2) transfer balances to another credit account that’s also well below 30 percent utilization (this may not be possible if your credit accounts are with different institutions).

3) request a credit line increase.

If you opt for no. 3 (requesting a credit line increase), don’t spend your new credit. That defeats the purpose entirely. Of course, we would always advise paying down your credit cards first. And while this may take some time, a tax return or other windfall may help knock out a large portion quickly.

Bonus Tip: To help keep your utilization in check, most credit card companies offer email or texts for balances updates and alerts when your balance is nearing a pre-determined limit.

Pay Bills On Time Every Time

Payment history accounts for thirty-five percent of your credit score, so keeping accounts up-to-date is vital to improving a credit score. According to FICO, a single 30-day late payment can drop a good score (around 780) by 90 to 110 points.

Late payments have the ability to stay on your report for 7 seven years before falling off, however, the quicker your account is in good standing and regular payments resume, the less this faux pas will continue to affect your score.

Bonus Tip: Sign up for Bill Pay through your bank and schedule recurring payments to all your accounts so you never miss a due date again. Or sign up for due date reminders from issuers.

Consider Paying Twice a Month

Creditors only report balances to the credit bureaus once a month. So if you use your entire credit limit or run up big balances each month, yet still pay them off or down, it’s very likely—due to sheer timing—that your credit company is still reporting a higher balance and utilization. You can alleviate that problem by breaking up your payments twice a month to keep your balances running low and ensure more accurate reporting.

Bonus Tip: If you make a large purchase on your credit card, and have the cash on hand, pay that amount off ASAP. Try to make that a common practice for optimal results.

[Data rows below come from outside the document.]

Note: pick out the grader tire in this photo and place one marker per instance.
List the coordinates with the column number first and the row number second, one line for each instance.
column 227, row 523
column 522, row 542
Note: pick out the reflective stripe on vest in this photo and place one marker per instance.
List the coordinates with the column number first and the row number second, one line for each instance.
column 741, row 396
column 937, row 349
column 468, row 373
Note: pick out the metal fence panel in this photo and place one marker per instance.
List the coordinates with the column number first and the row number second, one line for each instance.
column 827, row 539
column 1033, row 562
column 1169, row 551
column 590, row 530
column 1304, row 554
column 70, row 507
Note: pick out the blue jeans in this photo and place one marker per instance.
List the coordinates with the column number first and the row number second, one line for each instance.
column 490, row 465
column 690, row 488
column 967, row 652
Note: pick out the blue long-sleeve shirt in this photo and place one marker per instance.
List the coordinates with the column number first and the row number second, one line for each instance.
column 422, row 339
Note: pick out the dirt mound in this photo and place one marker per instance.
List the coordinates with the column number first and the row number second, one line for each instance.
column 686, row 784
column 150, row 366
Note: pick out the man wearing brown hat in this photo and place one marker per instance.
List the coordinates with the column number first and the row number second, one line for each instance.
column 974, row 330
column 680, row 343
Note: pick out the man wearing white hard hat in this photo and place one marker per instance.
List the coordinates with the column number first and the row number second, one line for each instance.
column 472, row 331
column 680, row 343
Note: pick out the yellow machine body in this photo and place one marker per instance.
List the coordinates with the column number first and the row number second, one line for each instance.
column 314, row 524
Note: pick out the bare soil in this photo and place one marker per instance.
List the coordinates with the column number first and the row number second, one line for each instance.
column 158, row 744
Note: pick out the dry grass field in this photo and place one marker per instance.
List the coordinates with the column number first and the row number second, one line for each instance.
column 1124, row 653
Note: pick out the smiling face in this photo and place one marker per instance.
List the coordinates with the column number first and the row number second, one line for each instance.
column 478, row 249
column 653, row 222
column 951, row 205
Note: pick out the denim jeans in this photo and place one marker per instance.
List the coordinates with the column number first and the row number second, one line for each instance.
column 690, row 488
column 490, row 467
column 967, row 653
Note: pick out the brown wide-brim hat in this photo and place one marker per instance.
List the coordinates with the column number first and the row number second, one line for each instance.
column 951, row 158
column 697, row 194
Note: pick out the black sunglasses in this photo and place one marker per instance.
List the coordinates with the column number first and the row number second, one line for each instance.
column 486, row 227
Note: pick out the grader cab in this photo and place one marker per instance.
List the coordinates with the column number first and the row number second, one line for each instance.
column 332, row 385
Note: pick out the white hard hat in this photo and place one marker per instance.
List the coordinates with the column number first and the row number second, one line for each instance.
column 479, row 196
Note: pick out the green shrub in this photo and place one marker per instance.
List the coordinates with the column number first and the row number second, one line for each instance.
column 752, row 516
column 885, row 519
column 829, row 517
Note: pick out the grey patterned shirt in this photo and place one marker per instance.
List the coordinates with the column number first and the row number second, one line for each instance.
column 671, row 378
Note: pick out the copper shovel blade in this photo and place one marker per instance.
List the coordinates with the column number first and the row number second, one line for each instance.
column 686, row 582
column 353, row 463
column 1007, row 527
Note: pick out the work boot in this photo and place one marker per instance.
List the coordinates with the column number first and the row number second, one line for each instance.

Check Your Credit Report for Inaccuracies

Did you know that about 1 in 5 credit reports contain errors that may negatively impact scores? All the more reason to request a free copy of your credit report every 12 months from each of the major credit-reporting agencies: Equifax, TransUnion, and Experian. The good news is you have the right to dispute errors found in your report and have them removed which, in turn, can help improve your score.

Bonus Tip: Consider a credit monitoring service that can provide insight on your score, recent inquiries, and even help with identity theft protection. There are some sites offering this service free or subscription-based sites with a more comprehensive look into your credit. One of your current credit cards may also offer a certain level of monitoring for free too. Compare all your options and see what works best for you.